Le deuxième tour débutera à 9h55 (heure locale) et les leaders prendront le départ à 11h56 (heure locale) au Real Guadalhorce Club de Golf.

Le classement provisoire => ICI

Andalucia Open de Espagna : l’essentiel à savoir

Après le LPGA Tour c’est au tour du Ladies European Tour de clôturer sa saison, avec ce tournoi emblématique, en Andalousie.

Créée en 1982, cette épreuve a été intégrée au calendrier du Ladies European Tour en 2002. D’un tournoi national il est devenu le terminus d’une saison européenne de golf féminin.

Trois joueuses espagnoles l’ont remporté, et notamment Azahara Munoz, deux fois de suite. Des victoires qu’elle avait célébré par un plongeon dans la piscine du club house.

Quatre Françaises ont inscrit leur nom au palmarès, dont Karine Icher et Stéphanie Arricau, pour la période sous pavillon du LET.

La Néerlandaise Anne Van Dam est également deux fois vainqueur, et c’est l’Indienne Aditi Ashok qui s’est imposée, en 2023. L’an dernier, une autre Esapgnole s’imposait, en la personne de Carlota Ciganda, qui décrochait sa 7e victoire sur le circuit européen, et devenait, elle aussi, double vainqueur de ce tournoi avec sa compatriote Azahara Munoz.

S’agissant du parcours, dix sept ont accueilli ce tournoi, et c’est un retour sur celui de l’an dernier, pour cette nouvelle édition.

Le champ de joueuses

Comme l’an dernier il s’agit d’un champ réduit à 75 joueuses dont 9 Espagnoles sont invitées, sur les quinze présentes.

On retrouve, également, quelques-unes des joueuses qui ont fait l’actualité de cette saison avec les vainqueurs de l’année que sont Shannon Tan (2x), Mimi Rhodes (4x), Cara Gainer (1), Sara Kouskova (3x), Alice Hewson (1x), Perrine Delacour, Laura Fuenfstueck (1x), mais aussi le phénomène Canadien de 17 ans Anna Huang (2x), et l’Espagnole Nuria Iturrioz (1x).

Les Françaises Nastasia Nadaud, Céline Herbin, Camille Chevalier, Agathe Sauzon et Ariane Klotz tenteront de clôturer cette saison du mieux qu’elles le peuvent, et pourquoi avec une victoire pour Nadaud qui s’est montrée la plus performante, cette année.

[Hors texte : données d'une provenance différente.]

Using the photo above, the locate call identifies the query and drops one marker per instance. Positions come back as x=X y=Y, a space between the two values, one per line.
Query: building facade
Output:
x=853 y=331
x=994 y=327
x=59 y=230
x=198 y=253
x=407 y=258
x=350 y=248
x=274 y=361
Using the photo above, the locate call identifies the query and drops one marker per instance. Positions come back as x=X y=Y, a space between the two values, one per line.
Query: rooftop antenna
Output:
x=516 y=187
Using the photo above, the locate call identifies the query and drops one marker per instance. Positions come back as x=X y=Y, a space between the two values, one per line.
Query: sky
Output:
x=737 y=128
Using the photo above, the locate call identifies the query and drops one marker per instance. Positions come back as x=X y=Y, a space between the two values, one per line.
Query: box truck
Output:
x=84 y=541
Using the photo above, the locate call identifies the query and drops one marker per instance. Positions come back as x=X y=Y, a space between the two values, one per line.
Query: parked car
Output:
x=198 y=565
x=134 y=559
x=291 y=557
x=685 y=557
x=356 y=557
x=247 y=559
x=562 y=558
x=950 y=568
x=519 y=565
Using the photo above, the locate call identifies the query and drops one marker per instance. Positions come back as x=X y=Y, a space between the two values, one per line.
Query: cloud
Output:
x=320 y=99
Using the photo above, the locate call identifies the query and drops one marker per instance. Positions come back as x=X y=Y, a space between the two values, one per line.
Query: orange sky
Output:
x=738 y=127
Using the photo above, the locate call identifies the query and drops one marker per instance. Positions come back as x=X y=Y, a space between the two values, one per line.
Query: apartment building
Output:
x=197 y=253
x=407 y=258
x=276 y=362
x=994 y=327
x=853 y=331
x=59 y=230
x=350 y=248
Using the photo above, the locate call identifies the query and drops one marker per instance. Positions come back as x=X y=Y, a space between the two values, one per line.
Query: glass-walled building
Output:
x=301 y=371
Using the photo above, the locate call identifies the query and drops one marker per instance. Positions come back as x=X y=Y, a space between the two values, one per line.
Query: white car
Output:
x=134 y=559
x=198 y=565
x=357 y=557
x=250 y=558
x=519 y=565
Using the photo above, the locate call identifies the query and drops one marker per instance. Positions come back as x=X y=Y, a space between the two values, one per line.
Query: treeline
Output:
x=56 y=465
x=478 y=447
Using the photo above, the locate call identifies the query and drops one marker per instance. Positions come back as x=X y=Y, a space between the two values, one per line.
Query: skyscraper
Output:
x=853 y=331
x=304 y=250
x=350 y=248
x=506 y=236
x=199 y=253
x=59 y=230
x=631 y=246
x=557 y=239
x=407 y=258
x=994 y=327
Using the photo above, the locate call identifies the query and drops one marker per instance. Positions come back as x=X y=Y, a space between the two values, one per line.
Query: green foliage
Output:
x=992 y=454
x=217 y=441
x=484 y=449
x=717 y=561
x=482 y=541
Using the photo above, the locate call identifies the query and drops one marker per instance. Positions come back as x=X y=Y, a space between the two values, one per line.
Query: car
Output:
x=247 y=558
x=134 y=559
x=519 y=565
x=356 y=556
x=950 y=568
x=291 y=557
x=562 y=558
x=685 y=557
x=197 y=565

L’Australienne Sarah Kemp entre également dans ce champ, en étant miraculée après son accident de voiturette en 2024, qui a failli mettre un terme à sa carrière. L’Allemande Helen Briem, la Suédoise Kajsa Arwefjall ou encore l’Indienne Diksha Dagar, qui a conservé son titre olympique des JO pour les athlètes sourds, où la Française de 17 ans et amateur, Margaux Bréjo, a décroché la médaille d’argent.

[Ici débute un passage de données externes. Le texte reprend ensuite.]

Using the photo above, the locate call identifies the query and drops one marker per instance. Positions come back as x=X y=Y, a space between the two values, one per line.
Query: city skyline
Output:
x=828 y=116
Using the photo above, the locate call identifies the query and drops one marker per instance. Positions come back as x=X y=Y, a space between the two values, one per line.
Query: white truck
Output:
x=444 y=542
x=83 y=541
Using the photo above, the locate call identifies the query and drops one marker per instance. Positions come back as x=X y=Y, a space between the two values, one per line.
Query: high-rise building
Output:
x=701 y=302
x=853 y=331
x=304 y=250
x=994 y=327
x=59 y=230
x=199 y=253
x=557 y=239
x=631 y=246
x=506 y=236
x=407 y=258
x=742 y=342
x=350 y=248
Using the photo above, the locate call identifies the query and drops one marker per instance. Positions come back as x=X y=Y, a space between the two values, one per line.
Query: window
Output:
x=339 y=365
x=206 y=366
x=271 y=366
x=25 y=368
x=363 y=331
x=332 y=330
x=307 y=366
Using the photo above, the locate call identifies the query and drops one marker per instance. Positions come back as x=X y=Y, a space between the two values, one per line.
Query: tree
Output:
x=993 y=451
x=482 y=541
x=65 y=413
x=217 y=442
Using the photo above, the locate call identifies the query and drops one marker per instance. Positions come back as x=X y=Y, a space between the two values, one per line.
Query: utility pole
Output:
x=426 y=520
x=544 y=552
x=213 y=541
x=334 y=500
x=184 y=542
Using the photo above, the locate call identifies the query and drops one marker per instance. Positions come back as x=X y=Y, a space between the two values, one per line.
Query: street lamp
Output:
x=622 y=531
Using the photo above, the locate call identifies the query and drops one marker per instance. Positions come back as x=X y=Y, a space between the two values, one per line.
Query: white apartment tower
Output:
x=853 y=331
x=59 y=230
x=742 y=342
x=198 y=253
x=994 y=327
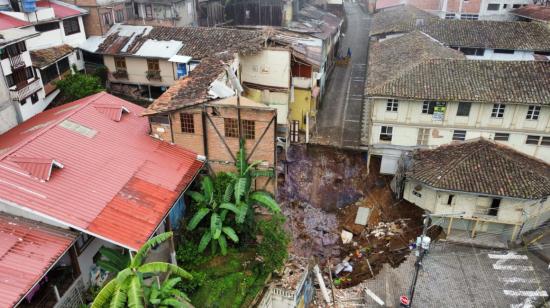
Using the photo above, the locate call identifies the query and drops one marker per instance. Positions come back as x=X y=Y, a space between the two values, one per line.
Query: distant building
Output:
x=80 y=177
x=480 y=187
x=202 y=113
x=423 y=95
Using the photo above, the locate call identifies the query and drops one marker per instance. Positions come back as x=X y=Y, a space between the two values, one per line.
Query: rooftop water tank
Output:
x=28 y=6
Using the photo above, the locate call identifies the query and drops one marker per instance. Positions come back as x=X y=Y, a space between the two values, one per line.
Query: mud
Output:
x=320 y=192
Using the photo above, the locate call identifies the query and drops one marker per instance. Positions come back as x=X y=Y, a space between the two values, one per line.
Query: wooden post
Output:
x=474 y=229
x=450 y=226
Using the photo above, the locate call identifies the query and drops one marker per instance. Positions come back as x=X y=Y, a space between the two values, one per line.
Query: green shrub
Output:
x=273 y=247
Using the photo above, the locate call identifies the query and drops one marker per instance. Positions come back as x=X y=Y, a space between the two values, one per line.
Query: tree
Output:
x=211 y=206
x=128 y=287
x=78 y=85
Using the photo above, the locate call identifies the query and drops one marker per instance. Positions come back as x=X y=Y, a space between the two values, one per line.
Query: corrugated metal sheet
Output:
x=106 y=179
x=27 y=250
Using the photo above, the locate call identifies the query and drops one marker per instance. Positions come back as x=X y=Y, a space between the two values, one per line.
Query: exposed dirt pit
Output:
x=322 y=190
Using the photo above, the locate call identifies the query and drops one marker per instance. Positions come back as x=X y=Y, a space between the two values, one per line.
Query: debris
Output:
x=346 y=237
x=362 y=216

L’Espagnole Carlota Ciganda défendra son titre durant ces quatre jours de compétition qui ne comportent pas de Cut.

Le reste du champ est à consulter => ICI

Les 11 dernières lauréates

  • 2024 : Carlota Ciganda (-18)
  • 2023 : Aditi Ashok
  • 2022 : Caroline Hedwall
  • 2021 : Carlota Ciganda
  • 2020 : Emily K.Pedersen
  • 2019 : Anne Van Dam
  • 2018 : Anne Van Dam
  • 2017 : Azahara Munoz
  • 2016 : Azahara Munoz
  • 2014 : Connie Chen
  • 2013 : Lee Anne Pace

Le parcours

C’est un retour sur ce parcours qui a vu la victoire de Carlota Ciganda, l’an dernier, et qui va offrir à certaines joueuses, des repères acquis lors de la précédente édition.

Le Real Club Guadalhorce Golf a vu le jour en 1987, lorsqu’un groupe de passionnés acquiert l’ancienne ferme et la totalité des terres, dont les origines remontent au 16e siècle. Un groupe d’investissement finlandais va s’investir, par la suite, permettant d’agrandir la propriété et de réaliser le premier parcours , sous l’autorité de l’architecte D. Koski Kuronen, permettant, également la restauration du club-house.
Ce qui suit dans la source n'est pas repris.